J’ai alors demandé l’activation du treuil de remontée afin de mettre fin à l’expérience pour prendre soin de Vu’etig pendant que les jaufan reprenaient leurs positions (plus aléatoires a priori) et que l’aéronef reprenait un peu d’altitude.
Analyse
Suite à cette expérience, il semble que les jaufan pourraient être douées de communication par des moyens de positionnement entre elles ainsi que par les fréquences de leurs vrombissements d’ailes. Ces points demandent toutefois à être validés par une série d’expériences utilisant des générateurs fréquentiels sonores d’une part, et des éléments visuels à position contrôlée d’autre part.
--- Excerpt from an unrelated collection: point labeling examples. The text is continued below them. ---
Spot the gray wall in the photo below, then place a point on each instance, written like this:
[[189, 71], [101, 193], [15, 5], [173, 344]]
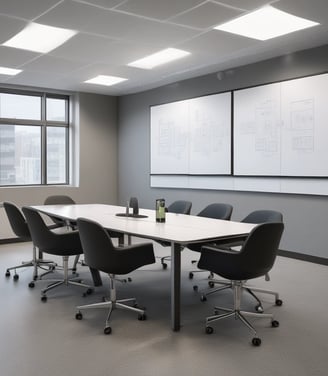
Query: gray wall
[[306, 216], [95, 141]]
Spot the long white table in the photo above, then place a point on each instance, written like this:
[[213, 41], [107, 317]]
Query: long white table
[[178, 230]]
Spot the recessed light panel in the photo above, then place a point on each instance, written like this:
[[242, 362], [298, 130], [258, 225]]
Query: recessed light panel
[[265, 23], [159, 58], [40, 38], [9, 71], [105, 80]]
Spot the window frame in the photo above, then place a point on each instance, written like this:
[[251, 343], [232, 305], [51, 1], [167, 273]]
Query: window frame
[[43, 123]]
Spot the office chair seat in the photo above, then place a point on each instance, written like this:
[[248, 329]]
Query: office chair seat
[[255, 259], [64, 244], [102, 255], [216, 211], [20, 228], [255, 217]]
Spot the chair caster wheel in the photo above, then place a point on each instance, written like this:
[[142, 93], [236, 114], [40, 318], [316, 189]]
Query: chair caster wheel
[[256, 341], [142, 317], [203, 298], [209, 330], [275, 324], [88, 292]]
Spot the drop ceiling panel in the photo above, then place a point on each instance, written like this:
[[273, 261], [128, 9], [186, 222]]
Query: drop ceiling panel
[[317, 12], [26, 9], [113, 24], [14, 58], [247, 4], [9, 27], [158, 9], [86, 48], [206, 16], [51, 64]]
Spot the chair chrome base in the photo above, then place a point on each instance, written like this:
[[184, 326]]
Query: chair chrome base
[[36, 262], [237, 313], [224, 284], [111, 304], [65, 281]]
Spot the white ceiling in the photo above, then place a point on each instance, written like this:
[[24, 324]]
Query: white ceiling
[[113, 33]]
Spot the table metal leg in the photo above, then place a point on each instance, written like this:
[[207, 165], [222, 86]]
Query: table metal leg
[[175, 285]]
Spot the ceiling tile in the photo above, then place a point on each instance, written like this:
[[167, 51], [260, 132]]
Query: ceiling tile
[[52, 64], [158, 9], [205, 16], [9, 27], [86, 48], [114, 24], [27, 9], [246, 4], [14, 58], [106, 4], [216, 42], [315, 10]]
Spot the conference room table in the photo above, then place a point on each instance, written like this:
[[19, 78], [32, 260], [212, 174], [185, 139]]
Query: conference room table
[[178, 230]]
Le fait que le groupe ait sauvé l’artiste d’une grave blessure ou d’un revif particulièrement désagréable (peut-être une mort définitive, de leur point de vue) tend à prouver une forte cohésion de groupe, même pour un individu à peine intégré. La vie en groupe pourrait facilement impliquer de la communication, et, éventuellement, une possibilité de forme pré-ratique, même si aucune communication de type ratique ni de revif n’a pu être scientifiquement observée à ce jour.
Notes Complémentaires et Remerciements
Cette expérience n’aurait pu être possible sans la générosité de la mécène Xedrif, ainsi que tout l’équipage de l’aéronef « le Sutjimbol » dont la maîtrise technique était précise et efficace, et le service à bord impeccable. Mes pensées vont au rétablissement de la cheville de Vu’etig.
Pa’anin, la Clandestine
J’étais planquée depuis trois jeftu je pense. Il me restait encore de quoi manger pour un moment, j’avais prévu large, mais je risquais de manquer d’eau, j’avais pas pu me ravitailler à Hoslet et impossible d’accéder aux réserves de l’aéronef sans risquer de me faire choper. C’était déjà assez compliqué d’utiliser les toilettes du bord au milieu de la nuit pour avoir moins de chances qu’on me voie. Mais hors de question de boire l’eau du lave-main, j’ai essayé une fois, et c’était la dernière !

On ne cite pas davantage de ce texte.